Blasius und Laschet kennen sich seit 15 Jahren. Damals brachte sie ihre Arbeit in Brüssel zusammen. Blasius war dort EU-Korrespondent, Laschet Abgeordneter des Europäischen Parlaments. Über die Jahre standen beide in beruflichem Kontakt. Zum Schreiben einer Biografie reichen die Informationen aber nicht aus. Küpper und Blasius klopften daher bei engen Freunden, alten Kontrahenten, Verwandten und Weggefährten an und ließen sich schließlich von Laschet selbst durch Burtscheid führen.
„Er hat uns den Ort gezeigt, aus dem er kommt und der ihn zu dem gemacht hat, der er ist“, sagt Blasius.
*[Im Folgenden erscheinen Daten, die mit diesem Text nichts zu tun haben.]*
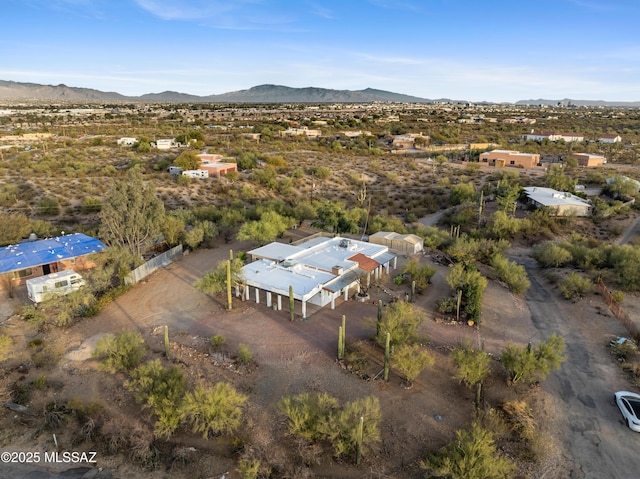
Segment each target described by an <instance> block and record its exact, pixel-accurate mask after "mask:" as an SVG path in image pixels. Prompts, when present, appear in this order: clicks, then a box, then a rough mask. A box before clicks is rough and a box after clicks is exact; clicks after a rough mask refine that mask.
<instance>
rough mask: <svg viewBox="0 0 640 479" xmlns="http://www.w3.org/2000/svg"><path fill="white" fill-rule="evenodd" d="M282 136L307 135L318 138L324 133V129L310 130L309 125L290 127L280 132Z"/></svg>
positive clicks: (308, 137) (300, 135)
mask: <svg viewBox="0 0 640 479" xmlns="http://www.w3.org/2000/svg"><path fill="white" fill-rule="evenodd" d="M279 133H280V136H282V137H284V136H306V137H307V138H317V137H319V136H321V135H322V130H310V129H309V128H308V127H306V126H303V127H302V128H289V129H287V130H284V131H281V132H279Z"/></svg>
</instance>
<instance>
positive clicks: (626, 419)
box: [614, 391, 640, 432]
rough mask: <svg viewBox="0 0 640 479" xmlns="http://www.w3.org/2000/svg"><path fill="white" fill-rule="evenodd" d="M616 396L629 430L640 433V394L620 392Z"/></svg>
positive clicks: (618, 405) (616, 401)
mask: <svg viewBox="0 0 640 479" xmlns="http://www.w3.org/2000/svg"><path fill="white" fill-rule="evenodd" d="M614 396H615V399H616V404H617V405H618V407H619V408H620V412H621V413H622V417H623V418H624V420H625V423H626V424H627V426H628V427H629V429H631V430H632V431H636V432H640V394H636V393H632V392H629V391H618V392H617V393H615V395H614Z"/></svg>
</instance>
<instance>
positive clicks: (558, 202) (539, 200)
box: [523, 186, 592, 216]
mask: <svg viewBox="0 0 640 479" xmlns="http://www.w3.org/2000/svg"><path fill="white" fill-rule="evenodd" d="M523 190H524V192H525V194H526V195H527V197H528V198H529V203H531V204H533V205H535V206H536V207H540V208H542V207H544V208H547V209H548V210H549V211H550V212H551V213H552V214H553V215H555V216H571V215H574V216H589V215H590V214H591V208H592V207H591V203H589V202H588V201H587V200H584V199H582V198H580V197H579V196H576V195H574V194H571V193H568V192H566V191H558V190H554V189H552V188H543V187H540V186H525V187H524V188H523Z"/></svg>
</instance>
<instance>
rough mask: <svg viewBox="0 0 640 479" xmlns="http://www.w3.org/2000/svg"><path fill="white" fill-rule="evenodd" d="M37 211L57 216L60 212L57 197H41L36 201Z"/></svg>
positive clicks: (49, 214) (38, 211)
mask: <svg viewBox="0 0 640 479" xmlns="http://www.w3.org/2000/svg"><path fill="white" fill-rule="evenodd" d="M38 212H39V213H40V214H43V215H50V216H57V215H59V214H60V203H59V202H58V199H57V198H43V199H42V200H40V201H39V202H38Z"/></svg>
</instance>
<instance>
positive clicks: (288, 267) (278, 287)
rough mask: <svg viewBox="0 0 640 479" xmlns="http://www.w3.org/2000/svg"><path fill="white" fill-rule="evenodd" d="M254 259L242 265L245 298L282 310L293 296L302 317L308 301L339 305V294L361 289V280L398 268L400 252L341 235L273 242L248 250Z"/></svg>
mask: <svg viewBox="0 0 640 479" xmlns="http://www.w3.org/2000/svg"><path fill="white" fill-rule="evenodd" d="M248 254H249V255H250V257H251V258H252V259H255V261H253V262H252V263H249V264H247V265H245V266H244V267H243V268H242V276H243V280H244V284H245V297H246V298H248V299H249V298H253V299H255V301H256V303H260V302H261V297H262V296H264V299H265V301H266V305H267V307H275V308H276V309H278V310H281V309H282V301H283V299H282V298H283V297H284V300H285V303H286V302H287V301H288V299H289V287H290V286H291V287H292V288H293V296H294V299H295V300H296V301H300V303H301V304H302V316H303V317H306V316H307V304H308V303H310V304H313V305H317V306H320V307H323V306H326V305H328V304H330V305H331V309H334V308H335V303H336V300H337V299H340V298H344V300H345V301H347V300H348V299H349V296H350V295H351V294H355V293H357V292H360V281H361V280H362V281H365V282H366V284H367V285H369V284H370V282H371V277H372V276H373V277H374V278H376V279H377V278H378V277H379V275H380V274H381V273H382V272H383V271H386V272H389V269H390V268H392V267H393V268H395V266H396V265H395V262H396V256H395V255H394V254H393V253H390V252H389V248H388V247H387V246H383V245H376V244H372V243H367V242H365V241H358V240H353V239H347V238H342V237H335V238H326V237H316V238H312V239H310V240H308V241H305V242H303V243H301V244H298V245H291V244H283V243H271V244H268V245H266V246H262V247H260V248H256V249H254V250H252V251H249V253H248Z"/></svg>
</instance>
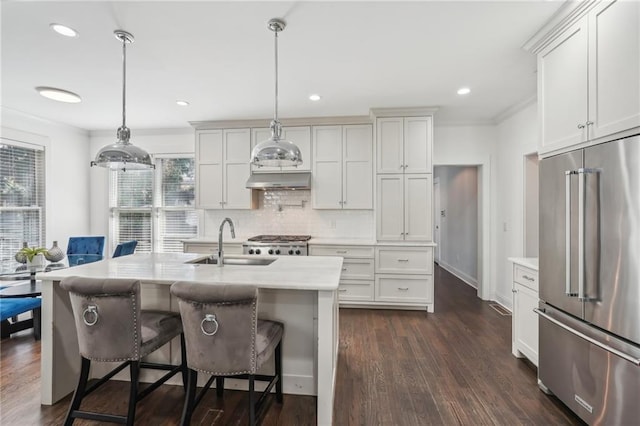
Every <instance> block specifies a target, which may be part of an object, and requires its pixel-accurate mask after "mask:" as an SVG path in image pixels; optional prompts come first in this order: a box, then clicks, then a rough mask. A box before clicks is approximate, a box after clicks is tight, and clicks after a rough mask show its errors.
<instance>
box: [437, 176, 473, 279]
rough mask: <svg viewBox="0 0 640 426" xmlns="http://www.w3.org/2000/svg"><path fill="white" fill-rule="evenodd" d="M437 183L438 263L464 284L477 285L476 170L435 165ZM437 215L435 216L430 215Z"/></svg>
mask: <svg viewBox="0 0 640 426" xmlns="http://www.w3.org/2000/svg"><path fill="white" fill-rule="evenodd" d="M435 178H437V179H438V180H439V182H440V210H442V211H444V216H441V217H440V260H439V264H440V266H442V267H443V268H445V269H447V270H448V271H449V272H451V273H453V274H454V275H456V276H457V277H459V278H460V279H462V280H463V281H465V282H466V283H467V284H469V285H471V286H473V287H477V286H478V267H477V266H478V246H477V244H478V170H477V168H476V167H471V166H437V167H435V168H434V180H435ZM434 214H437V213H434Z"/></svg>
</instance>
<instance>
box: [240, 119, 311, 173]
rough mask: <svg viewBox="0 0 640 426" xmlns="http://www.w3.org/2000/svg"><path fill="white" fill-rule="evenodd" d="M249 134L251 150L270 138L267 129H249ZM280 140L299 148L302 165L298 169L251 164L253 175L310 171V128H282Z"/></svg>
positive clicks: (300, 127) (283, 127) (310, 150)
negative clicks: (258, 166) (255, 174)
mask: <svg viewBox="0 0 640 426" xmlns="http://www.w3.org/2000/svg"><path fill="white" fill-rule="evenodd" d="M251 133H252V134H251V149H253V147H255V146H256V145H257V144H259V143H260V142H262V141H264V140H267V139H269V138H270V137H271V130H270V129H268V128H254V129H251ZM282 138H283V139H285V140H288V141H291V142H293V143H295V144H296V145H297V146H298V148H300V153H301V154H302V164H301V165H299V166H298V167H267V166H265V167H257V166H254V165H253V164H252V165H251V170H252V171H253V172H254V173H266V172H279V173H286V172H309V171H311V127H310V126H299V127H283V128H282Z"/></svg>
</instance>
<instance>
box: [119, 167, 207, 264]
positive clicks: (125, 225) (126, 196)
mask: <svg viewBox="0 0 640 426" xmlns="http://www.w3.org/2000/svg"><path fill="white" fill-rule="evenodd" d="M194 201H195V165H194V160H193V158H158V159H157V160H156V170H155V171H154V170H127V171H126V172H123V171H121V170H118V171H113V172H111V195H110V205H111V238H110V241H111V242H112V247H111V249H112V251H113V249H114V248H115V246H116V244H118V243H119V242H122V241H129V240H137V241H138V246H137V248H136V251H137V252H147V253H148V252H151V251H154V252H182V240H184V239H188V238H193V237H195V236H196V235H197V234H198V215H197V212H196V211H195V209H194Z"/></svg>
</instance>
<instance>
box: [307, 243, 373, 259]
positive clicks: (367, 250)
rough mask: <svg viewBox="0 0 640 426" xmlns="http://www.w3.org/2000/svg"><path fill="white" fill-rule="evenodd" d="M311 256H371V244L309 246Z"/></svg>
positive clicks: (310, 245)
mask: <svg viewBox="0 0 640 426" xmlns="http://www.w3.org/2000/svg"><path fill="white" fill-rule="evenodd" d="M309 254H310V255H311V256H342V257H369V258H373V247H371V246H314V245H310V246H309Z"/></svg>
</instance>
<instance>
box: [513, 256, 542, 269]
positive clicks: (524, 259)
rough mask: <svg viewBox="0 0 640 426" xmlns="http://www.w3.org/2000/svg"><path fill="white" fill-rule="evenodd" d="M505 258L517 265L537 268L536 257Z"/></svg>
mask: <svg viewBox="0 0 640 426" xmlns="http://www.w3.org/2000/svg"><path fill="white" fill-rule="evenodd" d="M507 260H509V261H510V262H513V263H515V264H517V265H522V266H524V267H526V268H529V269H533V270H534V271H537V270H538V258H537V257H509V258H507Z"/></svg>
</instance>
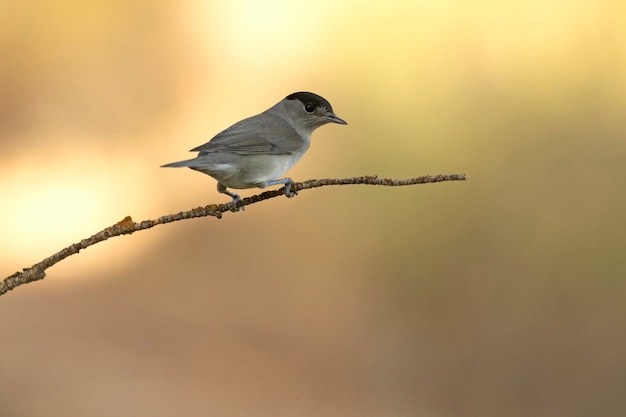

In dem Kapitel „Der Öcher“ legen die Autoren das Fundament für ihre weiteren Ausführungen über Laschets Persönlichkeit, mit ausladenden Passagen über seine Nachbarschaft, Exkursen zu seinen Weggefährten und den Schulen, die er besucht hat. „Man versteht Laschet nicht, ohne seine Verbundenheit mit der Heimat zu verstehen“, sagt Blasius. Die gesamte Biografie ist daher gespickt mit kleinen Anekdoten, witzigen Szenen, peinlichen Momenten, Hochs und Tiefs, die mal interessant, mal eher langatmig und ausschweifend, aber immer mit handwerklichem Geschick geschrieben sind.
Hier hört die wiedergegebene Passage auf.